Quarterly report pursuant to Section 13 or 15(d)

Significant Accounting Policies

Significant Accounting Policies
9 Months Ended
Jul. 31, 2011
Significant Accounting Policies [Text Block]



Significant Accounting Policies

  a)        Principles of Accounting

These financial statements are stated in U.S. dollars and have been prepared in accordance with U.S. generally accepted accounting principles.

b)        Convertible Debentures

The Company accounts for its convertible debt instruments that may be settled in cash upon conversion according to ASC 470-20-30-22 which requires the proceeds from the issuance of such convertible debt instruments to be allocated between debt and equity components so that debt is discounted to reflect the Company’s non-convertible debt borrowing rate.

c)        Newly Adopted Accounting Policies

Further, the Company applies ASC 470-20-35-13 which requires the debt discount to be amortized over the period the convertible debt is expected to be outstanding as additional non-cash interest expense.

In February 2010, the FASB issued ASC No. 2010-09, “ Amendments to Certain Recognition and Disclosure Requirements ”, which eliminates the requirement for SEC filers to disclose the date through which an entity has evaluated subsequent events. The adoption of ASC No. 2010-09 does not have a material impact on the Company’s financial statements.

In April 2010, the FASB issued ASU 2010-13, “Compensation—Stock Compensation (Topic 718): Effect of Denominating the Exercise Price of a Share-Based Payment Award in the Currency of the Market in Which the Underlying Equity Security Trades,” or ASU 2010-13. This ASU provides amendments to Topic 718 to clarify that an employee share-based payment award with an exercise price denominated in currency of a market in which a substantial portion of the entity’s equity securities trades should not be considered to contain a condition that is not a market, performance, or service condition. Therefore, an entity would not classify such an award as a liability if it otherwise qualifies as equity. The adoption does not have significant impact on its financial statements.
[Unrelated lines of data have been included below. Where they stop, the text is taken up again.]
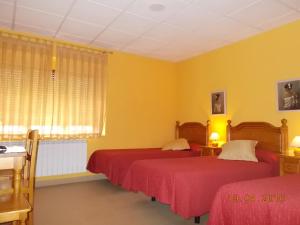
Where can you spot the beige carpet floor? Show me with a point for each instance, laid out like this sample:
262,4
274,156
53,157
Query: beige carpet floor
100,203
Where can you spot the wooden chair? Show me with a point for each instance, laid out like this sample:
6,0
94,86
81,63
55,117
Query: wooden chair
17,207
6,176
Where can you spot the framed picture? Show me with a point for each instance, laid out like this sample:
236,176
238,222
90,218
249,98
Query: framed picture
288,93
218,103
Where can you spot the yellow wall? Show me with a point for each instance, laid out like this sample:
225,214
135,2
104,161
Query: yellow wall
248,72
141,103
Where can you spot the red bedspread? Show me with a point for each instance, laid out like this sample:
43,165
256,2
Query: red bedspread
189,184
115,163
270,201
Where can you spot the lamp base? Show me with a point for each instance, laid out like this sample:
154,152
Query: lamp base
297,153
214,144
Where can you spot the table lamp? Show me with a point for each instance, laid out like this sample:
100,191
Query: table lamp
296,144
214,137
d)        New Accounting Pronouncements

In June 2011, the Financial Accounting Standards Board (FASB) issued Accounting Standards Update (ASU) 2011-05, Comprehensive Income (Topic 220): Presentation of Comprehensive Income, which is effective for annual reporting periods beginning after December 15, 2011. ASU 2011-05 will become effective for the Company on January 1, 2012. This guidance eliminates the option to present the components of other comprehensive income as part of the statement of changes in stockholders’ equity. In addition, items of other comprehensive income that are reclassified to profit or loss are required to be presented separately on the face of the financial statements. This guidance is intended to increase the prominence of other comprehensive income in financial statements by requiring that such amounts be presented either in a single continuous statement of income and comprehensive income or separately in consecutive statements of income and comprehensive income. The adoption of ASU 2011-05 is not expected to have a material impact on the Company’s financial position or results of operations.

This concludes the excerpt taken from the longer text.